Although most mains are only 3 feet deep, excavating through the chert and clay was slow and difficult. "Even my two very competent backhoe operators occasionally rolled a rock as they began digging, and it poked a hole in the brittle pipe," says Cooper. The district considered buying a hydroexcavator, but most rocks are three times the diameter of the 4-inch vacuum tube.
Gaining ground
When the leak detection equipment arrived, and after training from the manufacturer, Cooper sent Sullivan into the field. He attached the magnetic data loggers to water valves, fire hydrant valves, flowmeters, and anywhere he could connect with the transmission main to identify the general area of a leak. The next day, Sullivan collected the units and downloaded the information to the correlator for analysis. He then interpreted the numbers and used the ground microphone to target the leaks.

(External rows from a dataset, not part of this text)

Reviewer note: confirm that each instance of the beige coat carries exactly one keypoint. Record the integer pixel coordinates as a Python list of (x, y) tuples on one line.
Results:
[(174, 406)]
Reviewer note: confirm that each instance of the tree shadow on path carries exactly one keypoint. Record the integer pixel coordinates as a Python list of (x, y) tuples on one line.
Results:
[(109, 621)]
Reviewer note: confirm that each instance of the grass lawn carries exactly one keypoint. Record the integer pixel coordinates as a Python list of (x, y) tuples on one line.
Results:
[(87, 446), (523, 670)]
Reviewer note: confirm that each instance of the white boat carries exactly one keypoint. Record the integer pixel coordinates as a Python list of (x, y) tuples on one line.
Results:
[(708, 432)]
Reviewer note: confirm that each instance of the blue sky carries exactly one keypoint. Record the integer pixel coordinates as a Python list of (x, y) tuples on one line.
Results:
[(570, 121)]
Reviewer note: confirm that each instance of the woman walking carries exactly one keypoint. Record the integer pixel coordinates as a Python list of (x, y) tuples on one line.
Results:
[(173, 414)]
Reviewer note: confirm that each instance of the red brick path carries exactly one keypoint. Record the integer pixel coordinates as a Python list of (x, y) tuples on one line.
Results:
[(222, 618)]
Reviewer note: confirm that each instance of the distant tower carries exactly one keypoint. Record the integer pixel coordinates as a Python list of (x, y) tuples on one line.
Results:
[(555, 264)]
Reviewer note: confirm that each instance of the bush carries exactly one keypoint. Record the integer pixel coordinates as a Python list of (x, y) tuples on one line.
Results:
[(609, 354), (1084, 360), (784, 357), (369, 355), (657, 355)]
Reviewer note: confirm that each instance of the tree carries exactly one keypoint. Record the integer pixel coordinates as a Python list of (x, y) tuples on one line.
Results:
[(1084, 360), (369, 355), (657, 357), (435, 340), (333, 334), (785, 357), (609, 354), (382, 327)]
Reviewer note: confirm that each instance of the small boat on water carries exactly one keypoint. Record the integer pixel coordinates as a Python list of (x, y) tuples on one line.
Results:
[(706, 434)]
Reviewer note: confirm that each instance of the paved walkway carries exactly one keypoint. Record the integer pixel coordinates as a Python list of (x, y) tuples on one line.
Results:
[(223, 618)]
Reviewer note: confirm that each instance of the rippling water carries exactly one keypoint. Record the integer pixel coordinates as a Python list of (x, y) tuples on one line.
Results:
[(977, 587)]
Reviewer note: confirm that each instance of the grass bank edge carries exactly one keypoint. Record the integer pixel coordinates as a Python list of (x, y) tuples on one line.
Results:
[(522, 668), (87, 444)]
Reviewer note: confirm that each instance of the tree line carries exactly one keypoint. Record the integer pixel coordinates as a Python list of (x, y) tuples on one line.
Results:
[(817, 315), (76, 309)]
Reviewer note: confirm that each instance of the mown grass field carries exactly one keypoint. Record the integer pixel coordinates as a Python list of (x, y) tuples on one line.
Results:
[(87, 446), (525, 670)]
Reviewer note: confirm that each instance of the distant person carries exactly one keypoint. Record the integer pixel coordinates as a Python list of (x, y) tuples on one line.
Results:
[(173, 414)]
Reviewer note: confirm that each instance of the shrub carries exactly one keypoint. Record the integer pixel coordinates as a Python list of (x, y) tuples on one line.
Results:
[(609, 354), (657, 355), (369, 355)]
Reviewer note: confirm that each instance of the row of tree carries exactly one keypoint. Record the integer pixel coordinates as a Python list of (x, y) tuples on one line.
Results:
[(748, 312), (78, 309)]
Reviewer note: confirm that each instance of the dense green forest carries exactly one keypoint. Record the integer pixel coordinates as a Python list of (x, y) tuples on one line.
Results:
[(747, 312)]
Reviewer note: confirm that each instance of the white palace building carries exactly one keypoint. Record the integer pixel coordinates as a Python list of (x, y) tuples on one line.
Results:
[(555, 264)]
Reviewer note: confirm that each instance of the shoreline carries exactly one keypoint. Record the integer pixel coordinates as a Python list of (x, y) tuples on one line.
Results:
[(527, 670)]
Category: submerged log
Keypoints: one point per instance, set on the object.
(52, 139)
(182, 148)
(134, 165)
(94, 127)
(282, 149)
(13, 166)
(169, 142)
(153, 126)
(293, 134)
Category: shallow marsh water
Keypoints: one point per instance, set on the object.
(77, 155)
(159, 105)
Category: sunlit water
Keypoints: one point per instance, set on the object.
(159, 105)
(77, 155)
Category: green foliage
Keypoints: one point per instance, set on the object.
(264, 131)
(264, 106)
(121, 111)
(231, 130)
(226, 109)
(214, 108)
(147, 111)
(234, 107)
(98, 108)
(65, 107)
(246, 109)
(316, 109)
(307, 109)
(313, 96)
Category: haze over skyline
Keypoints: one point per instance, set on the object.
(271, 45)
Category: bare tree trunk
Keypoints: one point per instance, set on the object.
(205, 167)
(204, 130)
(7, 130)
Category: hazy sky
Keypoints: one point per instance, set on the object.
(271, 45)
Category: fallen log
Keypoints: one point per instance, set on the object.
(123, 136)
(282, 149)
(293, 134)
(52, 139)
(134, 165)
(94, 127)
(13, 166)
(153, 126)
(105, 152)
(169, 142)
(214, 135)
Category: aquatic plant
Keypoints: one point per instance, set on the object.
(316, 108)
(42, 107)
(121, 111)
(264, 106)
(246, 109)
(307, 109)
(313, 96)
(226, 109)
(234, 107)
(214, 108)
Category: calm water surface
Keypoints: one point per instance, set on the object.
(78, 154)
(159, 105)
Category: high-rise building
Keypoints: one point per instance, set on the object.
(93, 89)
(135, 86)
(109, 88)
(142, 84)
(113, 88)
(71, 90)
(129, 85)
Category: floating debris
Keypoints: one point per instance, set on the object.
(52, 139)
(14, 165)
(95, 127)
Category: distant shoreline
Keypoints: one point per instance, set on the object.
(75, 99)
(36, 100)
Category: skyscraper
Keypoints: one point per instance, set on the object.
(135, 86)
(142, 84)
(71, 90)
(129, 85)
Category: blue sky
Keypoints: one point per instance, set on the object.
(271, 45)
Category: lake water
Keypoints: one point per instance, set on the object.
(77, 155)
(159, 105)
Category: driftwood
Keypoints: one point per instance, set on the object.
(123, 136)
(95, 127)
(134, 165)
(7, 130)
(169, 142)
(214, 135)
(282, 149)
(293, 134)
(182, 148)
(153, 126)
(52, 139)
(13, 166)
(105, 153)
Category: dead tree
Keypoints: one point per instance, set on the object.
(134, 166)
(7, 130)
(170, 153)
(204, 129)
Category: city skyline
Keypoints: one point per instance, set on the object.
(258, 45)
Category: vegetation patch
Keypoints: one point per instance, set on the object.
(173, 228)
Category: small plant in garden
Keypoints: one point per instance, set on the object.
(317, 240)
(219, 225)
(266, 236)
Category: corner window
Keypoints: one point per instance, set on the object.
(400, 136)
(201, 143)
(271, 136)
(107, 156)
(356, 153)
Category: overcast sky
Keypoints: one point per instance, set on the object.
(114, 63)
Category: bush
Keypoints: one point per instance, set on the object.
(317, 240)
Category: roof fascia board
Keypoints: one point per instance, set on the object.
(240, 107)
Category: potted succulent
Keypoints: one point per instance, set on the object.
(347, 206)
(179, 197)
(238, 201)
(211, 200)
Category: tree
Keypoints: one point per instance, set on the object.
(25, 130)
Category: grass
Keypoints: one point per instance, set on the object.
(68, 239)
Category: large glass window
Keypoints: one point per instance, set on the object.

In the first month, Sullivan found two main leaks and numerous small service leaks estimated to account for 11.4 million gallons annually. However, the district needed Sullivan for other duties, and leak detection was relegated to occasional afternoons when nothing else was happening.
Water losses for 2008 and 2009 were 22 and 23 percent or about 25 million gallons. "The increase was a little surprising because we had upsized the backbone of our 6-inch system with 10 miles of 12-inch PVC pipe in 2009," says Cooper.
Cooper was promoted to district manager that year, and he planned an aggressive leak detection program. In 2010, he hired two employees and made Sullivan the full-time electronic technician. From June through December, Sullivan found 34 leaks equaling 17.3 million gallons. The construction crew repaired them immediately.
Next generation
"Practice with the equipment and trial and error improved Jordan's accuracy," says Cooper. "We initially dug a lot of dry holes, and then it became the occasional 10- to 15-foot-long dry trench. When that happened, Jordan put the equipment into the excavated pipe and further narrowed down the location of the leak."
In September 2011, Cooper met Simon Wick, vice president of Matchpoint, a water asset management firm in Wilmington, N.C. "He enlightened us on how to interpret the numbers so we'd know if we were looking at a leak, a potential leak, or an outside noise such as a power transformer," says Cooper.
Wick also had the next generation of Fluid Conservation Systems equipment. Cooper purchased the hydrophone kit for the correlator, 11 more Permalog units, a new Patroller unit, and training from Matchpoint. "Simon, Jordan and I spent a day simulating leaks," says Cooper. "The new equipment was phenomenal."
Sullivan finds the new data loggers simpler to understand because they only indicate whether they heard something or not. If the analysis is positive, he uses the hydrophones and correlator to come within two feet of the leak 80 percent of the time.
"It probably takes Jordan six months to check our whole system, and he does it annually," says Cooper. "Last year, he found 58 leaks totaling 4.6 million gallons, and 50 percent of them were undetectable without this equipment."
For 2011, the district's average water loss was 9.67 percent. Cooper's goal is to keep it below 10 percent. "When we compare that percentage with the minute water loss allowed by our engineers and the amount the American Water Works Association allows for testing pipeline, our water loss is zero," he says. The district saved enough money in recovered water to pay for all the equipment and Sullivan's salary.